The general objective of CLIOTOP is to organise a large-scale worldwide comparative effort aimed at identifying the impact of both climate variability (at various scales) and fishing on the structure and function of open ocean pelagic ecosystems and their top predator species by elucidating the key processes involved in open ocean ecosystem functioning. The ultimate objective is the development of a reliable predictive capability for the dynamics of top predator populations and oceanic ecosystems that combines both fishing and climate (i.e. environmental) effects.
These objectives require an approach involving research teams currently working in process-oriented projects which address the mechanisms linking physical forcing, zooplankton production, prey abundance and distribution, and top predator physiological, behavioural and population ecology. The work will therefore require cross-disciplinary studies by modellers involved in climate, physical and biogeochemical oceanography, and individual, population and ecosystem dynamics.
To be able to conduct standardized worldwide comparative analysis, homogeneous comprehensive records of climate variability, ocean and atmospheric circulation changes and related regional and local environmental changes will be used. Parts of such records are already available in several research centres and are being used by various scientists. CLIOTOP should serve to improve the availability of these data sets to the ocean and fisheries sciences communities, and to encourage incorporation of historical archived data. This should provide a unique opportunity to synthesize long-term fisheries data over the last 50 years (i.e. the industrial fishing era) and yield an unprecedented framework for comparative studies.
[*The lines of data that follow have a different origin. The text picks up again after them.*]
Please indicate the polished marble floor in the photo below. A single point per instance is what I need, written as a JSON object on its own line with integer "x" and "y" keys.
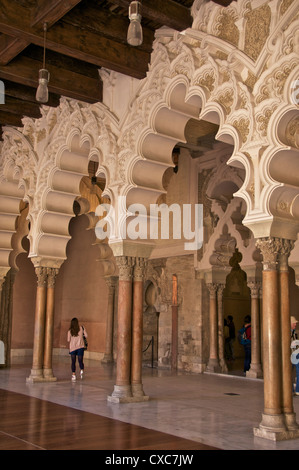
{"x": 216, "y": 410}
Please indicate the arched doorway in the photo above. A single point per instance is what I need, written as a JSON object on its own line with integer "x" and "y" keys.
{"x": 237, "y": 303}
{"x": 150, "y": 327}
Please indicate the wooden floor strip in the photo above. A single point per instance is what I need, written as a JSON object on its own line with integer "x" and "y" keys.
{"x": 28, "y": 423}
Integrative process-oriented studies (including retrospective analysis, field experiments, survey and monitoring) in a comparative framework are a key objective. In this respect, a strong modelling component is also fundamental for CLIOTOP. This will include a range of models if different complexity from simple box models, through more detailed energy budget and behavioural models to spatially explicit ecosystem models driven by OGCMs. The validation of ongoing ocean modelling and the development of more realistic models is a prime objective.
CLIOTOP is aimed at improving understanding of ocean top predators in their ecosystem. However, its successful implementation might have a significant impact on the management of the very important fisheries that exploit tunas an tuna like species. These fisheries are managed by international organizations, which rely on international scientific consensus in understand the dynamics of the populations they exploit. A comparative project such as CLIOTOP, by improving understanding will provide the basis for a better fisheries management.
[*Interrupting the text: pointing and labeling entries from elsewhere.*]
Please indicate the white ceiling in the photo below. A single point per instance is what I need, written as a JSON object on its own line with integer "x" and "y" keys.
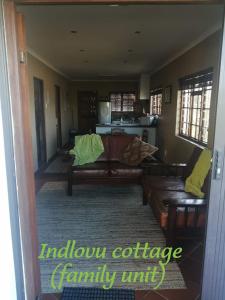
{"x": 107, "y": 32}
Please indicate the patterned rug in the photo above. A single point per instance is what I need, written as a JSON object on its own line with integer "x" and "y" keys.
{"x": 98, "y": 216}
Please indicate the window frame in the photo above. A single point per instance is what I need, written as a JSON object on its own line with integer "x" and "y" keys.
{"x": 122, "y": 100}
{"x": 195, "y": 83}
{"x": 156, "y": 92}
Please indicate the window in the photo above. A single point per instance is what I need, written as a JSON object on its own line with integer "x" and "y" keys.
{"x": 156, "y": 102}
{"x": 194, "y": 106}
{"x": 122, "y": 101}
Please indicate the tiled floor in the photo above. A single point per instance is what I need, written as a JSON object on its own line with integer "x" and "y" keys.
{"x": 190, "y": 265}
CLIOTOP should develop strong interactions with the already existing multi-national GLOBEC project OFCCP (Oceanic Fisheries and Climate Change Project) that shares common general objectives, but is limited to the Pacific Ocean. It is believed that the CLIOTOP comparative approach between the three oceans will bring a major additional value to the research developed in each ocean separately. In addition, given the complex nature of its foci, the CLIOTOP program strongly encourages co-operation and exchange with other IGBP programs such as SOLAS, GAIM and IMBER as well as WCRP programs such as CLIVAR, the SCOR affiliated CoML project (CMarZ, TOPP, SEAMAP, MAR-ECO and FMAP), and the International Human Dimensions Programme on Global Environmental Change (IHDP). Being able to make use of the tools and expertise provided by those international programs will be crucial for an effective “open sea” project.
CLIOTOP will address:
- The need for a global comparative approach of processes linking climate to top predators ecosystems.
- The need for an international effort to urgently elucidate those processes in a global change context, that is a constant and rapid process with no equivalent in any ocean systems, to date.
- The need for both improving our basic knowledge and developing a reliable predictive capability.
This project will federate international scientific projects and research groups already involved in those topics.